Seattle poet Troy Osaki writes for a Filipino homecoming

The activist’s work often focuses on his family history, his Seattle upbringing and creating ‘a country to come home to.’

A red, purple and pink color gradient on a photo of a man looking into the distance

Seattle-born and -raised writer Troy Osaki brings his complex family history into his poems while actively working for social justice in the Philippines. (Aidan Galassetti)

Troy Osaki believes poetry can change the world — and not just in a “peace, love and happiness” kind of way. 

“I think it can contribute to helping create cultural shifts or creating impact on people’s hearts and minds that can then lead to material change,” says the Seattle poet, activist and attorney.

Material change is important to Osaki, 30, who is of Filipino and Japanese descent. Specifically, he wants to see change in the Philippines. Though the country has been officially independent since 1946, Osaki and others argue it’s not truly free, due to corrupt local governance and the continued economic influence of the United States. 


This interview is part of our Summer Artist Talks. Read more artist Q&As in the series.


Upon first meeting Osaki, you might not know he’s a passionate activist. He has an easygoing, kind demeanor; he loves boba tea and Bad Bunny. But in his poems, a call for justice jumps from the pages, woven in with glimpses of family history and his Seattle upbringing, such as in “& Somehow, My Grandpa Finds Places to Sleep after Japan Invades”: 

A hotel room in San Francisco’s Chinatown. The owner,
Filipino, born in the same province my grandpa is from.

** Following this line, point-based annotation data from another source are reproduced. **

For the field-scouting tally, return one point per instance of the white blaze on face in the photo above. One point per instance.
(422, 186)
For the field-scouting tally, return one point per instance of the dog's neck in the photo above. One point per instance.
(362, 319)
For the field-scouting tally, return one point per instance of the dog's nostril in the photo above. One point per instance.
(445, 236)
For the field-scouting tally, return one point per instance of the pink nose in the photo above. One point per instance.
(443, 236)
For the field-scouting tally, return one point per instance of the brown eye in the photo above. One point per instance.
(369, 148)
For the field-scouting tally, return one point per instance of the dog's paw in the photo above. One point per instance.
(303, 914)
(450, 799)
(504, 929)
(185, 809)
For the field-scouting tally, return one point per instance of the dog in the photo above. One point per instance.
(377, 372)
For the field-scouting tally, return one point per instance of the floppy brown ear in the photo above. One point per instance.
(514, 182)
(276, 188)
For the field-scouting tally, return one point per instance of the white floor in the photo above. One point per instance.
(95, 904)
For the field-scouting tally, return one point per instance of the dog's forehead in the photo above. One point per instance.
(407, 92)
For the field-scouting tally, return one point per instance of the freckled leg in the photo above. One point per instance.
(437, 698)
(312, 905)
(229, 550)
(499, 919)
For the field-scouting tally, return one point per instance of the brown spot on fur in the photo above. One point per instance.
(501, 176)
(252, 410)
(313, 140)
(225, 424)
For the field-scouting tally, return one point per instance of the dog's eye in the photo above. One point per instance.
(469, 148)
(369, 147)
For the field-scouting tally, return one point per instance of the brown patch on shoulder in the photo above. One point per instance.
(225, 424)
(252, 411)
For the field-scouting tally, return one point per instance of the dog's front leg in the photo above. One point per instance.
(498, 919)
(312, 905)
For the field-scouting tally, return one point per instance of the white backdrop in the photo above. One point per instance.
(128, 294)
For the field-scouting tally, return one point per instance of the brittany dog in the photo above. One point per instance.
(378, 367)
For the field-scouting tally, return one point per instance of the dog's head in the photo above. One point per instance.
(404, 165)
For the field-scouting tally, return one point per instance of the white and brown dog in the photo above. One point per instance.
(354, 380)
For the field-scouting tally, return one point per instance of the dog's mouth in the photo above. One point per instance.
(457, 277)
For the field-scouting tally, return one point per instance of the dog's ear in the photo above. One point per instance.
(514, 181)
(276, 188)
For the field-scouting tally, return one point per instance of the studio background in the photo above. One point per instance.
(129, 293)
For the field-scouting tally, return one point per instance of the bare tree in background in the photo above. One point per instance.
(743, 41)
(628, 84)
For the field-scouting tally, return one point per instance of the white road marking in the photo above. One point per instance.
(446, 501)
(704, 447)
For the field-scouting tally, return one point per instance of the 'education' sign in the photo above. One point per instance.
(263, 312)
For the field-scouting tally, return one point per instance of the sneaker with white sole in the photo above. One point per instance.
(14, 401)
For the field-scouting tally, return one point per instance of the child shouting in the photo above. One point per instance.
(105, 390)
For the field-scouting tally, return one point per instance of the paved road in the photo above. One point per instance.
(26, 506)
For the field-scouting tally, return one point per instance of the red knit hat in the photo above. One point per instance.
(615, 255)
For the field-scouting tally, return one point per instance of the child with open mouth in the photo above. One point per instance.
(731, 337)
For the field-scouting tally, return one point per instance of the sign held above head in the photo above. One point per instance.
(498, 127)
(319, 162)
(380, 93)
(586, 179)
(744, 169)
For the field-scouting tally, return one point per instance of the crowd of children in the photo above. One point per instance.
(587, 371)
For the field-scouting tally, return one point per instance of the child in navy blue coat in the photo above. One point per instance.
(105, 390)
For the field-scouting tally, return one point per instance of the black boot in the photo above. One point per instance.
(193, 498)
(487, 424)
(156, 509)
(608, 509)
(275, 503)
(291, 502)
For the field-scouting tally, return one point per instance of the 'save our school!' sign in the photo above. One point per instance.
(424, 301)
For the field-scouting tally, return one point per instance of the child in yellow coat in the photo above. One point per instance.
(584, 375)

Both remember the smell of every river before the Death
March. A Holly Park bench after asking, in his best

American accent, for a raise & instead, his manager offered
$2 to wash his house windows facing Lake Washington.

Osaki started out writing spoken-word poetry, and won championships in several grand slams. He has earned fellowships from Hugo House and the Poetry Foundation and is a critic-at-large for the long-running journal Poetry Northwest. Most recently, he was selected as a community liaison for 4Culture’s Poetry in Public project (formerly Poetry on Buses).

At the moment Osaki is working on “A Country to Come Home To,” a workshop series in which he helps Filipino college and high school students examine their families’ migration histories through poetry.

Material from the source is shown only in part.